It’s not the scandal; it’s the cover-up.” We’ve all heard that phrase before: Far worse than a problem is the refusal to acknowledge it or correct it. The same applies to auto recalls. As tragic as a defect can be, it is worse when the manufacturer denies an issue, isn’t forthcoming about it or lags in remedying it.

Vehicle recalls can be a public relations and reputational blow to automakers, but conducted the right way, a recall can minimize car owners’ anguish and even strengthen their loyalty to the manufacturer. Thus, excellent customer service can turn a crisis into chrome-plated opportunity for car and car part manufacturers and dealers to act quickly and with concern.
 For example, just a month after Saturns started hitting the streets, a flaw was detected in the front-seat recliner mechanism. But the company was ready: corporate management briefed dealers on the recall by closed-circuit television, then contacted each customer via overnight letter, indicating whether their car was affected.

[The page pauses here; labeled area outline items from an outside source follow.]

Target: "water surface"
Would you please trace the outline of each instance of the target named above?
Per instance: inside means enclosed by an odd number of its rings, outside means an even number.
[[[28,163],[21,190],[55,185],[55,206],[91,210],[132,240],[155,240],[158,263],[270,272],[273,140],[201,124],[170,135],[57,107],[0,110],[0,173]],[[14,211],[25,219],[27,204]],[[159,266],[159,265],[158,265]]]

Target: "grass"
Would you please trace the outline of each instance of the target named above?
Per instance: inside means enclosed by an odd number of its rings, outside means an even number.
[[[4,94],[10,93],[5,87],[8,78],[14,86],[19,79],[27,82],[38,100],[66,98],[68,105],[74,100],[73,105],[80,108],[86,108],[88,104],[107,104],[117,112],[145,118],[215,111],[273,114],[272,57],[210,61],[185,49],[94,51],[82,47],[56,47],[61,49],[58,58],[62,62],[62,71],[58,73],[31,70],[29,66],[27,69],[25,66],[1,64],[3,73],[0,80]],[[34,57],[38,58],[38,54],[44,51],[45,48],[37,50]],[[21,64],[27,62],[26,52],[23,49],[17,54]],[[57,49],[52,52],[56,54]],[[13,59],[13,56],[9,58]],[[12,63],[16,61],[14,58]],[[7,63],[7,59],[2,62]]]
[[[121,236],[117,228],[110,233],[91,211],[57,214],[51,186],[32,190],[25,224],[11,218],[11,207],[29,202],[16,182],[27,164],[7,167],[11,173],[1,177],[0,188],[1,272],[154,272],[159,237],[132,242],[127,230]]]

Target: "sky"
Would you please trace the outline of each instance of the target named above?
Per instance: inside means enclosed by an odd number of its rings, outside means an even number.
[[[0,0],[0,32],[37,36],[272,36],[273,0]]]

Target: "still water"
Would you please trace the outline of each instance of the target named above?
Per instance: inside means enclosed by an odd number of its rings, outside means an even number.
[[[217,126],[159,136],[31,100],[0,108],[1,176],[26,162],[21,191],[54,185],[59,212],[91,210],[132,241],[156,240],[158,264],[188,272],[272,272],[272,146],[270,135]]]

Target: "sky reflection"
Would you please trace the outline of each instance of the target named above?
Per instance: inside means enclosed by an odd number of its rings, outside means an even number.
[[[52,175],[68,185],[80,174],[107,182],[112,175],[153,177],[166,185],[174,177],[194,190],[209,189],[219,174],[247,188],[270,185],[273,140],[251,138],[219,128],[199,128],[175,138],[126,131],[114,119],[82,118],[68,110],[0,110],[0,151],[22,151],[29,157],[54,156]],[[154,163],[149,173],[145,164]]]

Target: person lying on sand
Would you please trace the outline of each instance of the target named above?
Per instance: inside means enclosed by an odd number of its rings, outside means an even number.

As the Harvard Business Review noted, the recall “went so smoothly that the company incorporated it in its advertising campaign.”
As Saturn showed, it is critical to have action plans and partners ready. Plans should incorporate appropriate strategies and identify business partners ahead of a crisis, which might include manufacturers or suppliers of component parts, such as airbags or navigation units. Strong relationships with these entities build trust and confidence that the parties will do the right thing during a recall.
Car owners who may be subject to a recall want to know quickly whether their vehicle is compromised, how and where to remedy the issue, and how long they will be inconvenienced. Communication about auto recalls should be immediate and cover all these issues. Above all, the company must be able to carry out its promises. The key is to be accessible, transparent, and consistent. Manufacturers should set up additional toll-free numbers to meet the surge of inquiries. 
The tone and content of communications should be established at the very top. The CEO should be familiar with the specific issue and the strategy for addressing it. He or she must convey sincere concern and a commitment to keep customers safe and confident. Any corporate representative who will address the public or media, most notably members of the public relations and customer care and engagement departments, should convey the same sense of urgency, honesty, and concern. Customers need to understand that recalls may not be quick fixes: they are often long processes that include meeting industry regulations, evaluating manufacturing standards and developing the optimal solution for the customer.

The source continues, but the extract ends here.